We’re Solution Bowl, a digital agency of about fifteen people. Audaitly, the website audit tool for agencies we eventually built, exists because those six hours broke us in a very specific, very boring way. Not one dramatic failure. A slow accumulation of Tuesday nights.
Here’s the uncomfortable part: we were good at audits. Clients paid for them, renewed because of them, referred us on the strength of them. The audit was probably our best product. It was also the one everybody on the team quietly tried to hand off to somebody else.

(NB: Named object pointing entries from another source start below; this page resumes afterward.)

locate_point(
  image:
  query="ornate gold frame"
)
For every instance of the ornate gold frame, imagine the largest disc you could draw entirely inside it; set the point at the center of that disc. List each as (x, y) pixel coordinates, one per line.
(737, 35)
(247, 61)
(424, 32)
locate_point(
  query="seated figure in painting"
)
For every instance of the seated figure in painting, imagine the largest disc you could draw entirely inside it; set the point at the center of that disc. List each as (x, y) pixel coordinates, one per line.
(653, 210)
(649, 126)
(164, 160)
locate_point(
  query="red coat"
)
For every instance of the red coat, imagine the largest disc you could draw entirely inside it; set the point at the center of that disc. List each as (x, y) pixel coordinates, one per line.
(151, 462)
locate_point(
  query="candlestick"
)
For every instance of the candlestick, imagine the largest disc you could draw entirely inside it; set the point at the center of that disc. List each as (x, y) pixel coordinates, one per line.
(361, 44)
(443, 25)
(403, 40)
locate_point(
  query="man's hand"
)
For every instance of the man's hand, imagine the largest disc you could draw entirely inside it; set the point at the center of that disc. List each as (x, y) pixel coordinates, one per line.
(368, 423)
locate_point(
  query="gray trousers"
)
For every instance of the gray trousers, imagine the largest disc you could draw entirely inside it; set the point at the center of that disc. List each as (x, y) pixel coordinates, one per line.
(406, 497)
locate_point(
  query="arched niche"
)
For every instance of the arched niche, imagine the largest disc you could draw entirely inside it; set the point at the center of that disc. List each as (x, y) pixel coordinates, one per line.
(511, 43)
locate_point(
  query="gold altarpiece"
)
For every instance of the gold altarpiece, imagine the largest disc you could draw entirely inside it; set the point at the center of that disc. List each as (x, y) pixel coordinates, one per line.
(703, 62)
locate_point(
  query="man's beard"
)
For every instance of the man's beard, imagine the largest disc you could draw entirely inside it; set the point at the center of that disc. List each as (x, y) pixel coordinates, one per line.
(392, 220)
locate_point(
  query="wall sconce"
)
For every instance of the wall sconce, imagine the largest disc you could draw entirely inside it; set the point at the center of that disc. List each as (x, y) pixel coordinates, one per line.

The 38-page checklist nobody actually ran
Our checklist started as one page in 2019. Every mistake we ever made became a line item. A client’s cookie banner covered the mobile CTA for two weeks before anyone noticed, so “check banner overlap at 375px” went in. A thank-you page kept its noindex tag for a month after launch. Line item. A testimonial went out with the name of the client’s competitor in it (copy-paste accident, don’t ask). Line item. By early 2025 the doc had 214 items across 38 pages.
Nobody ran all 214. Nobody could. You’d do the fifty you remembered mattering, skim the rest, and trust your eyes for everything else. The checklist had become a museum of past failures rather than a tool, and the audits themselves drifted toward whatever the reviewer personally cared about. Our designer caught spacing crimes and missed slow endpoints. Our developer caught the slow endpoints and walked straight past a hero headline that said nothing at all.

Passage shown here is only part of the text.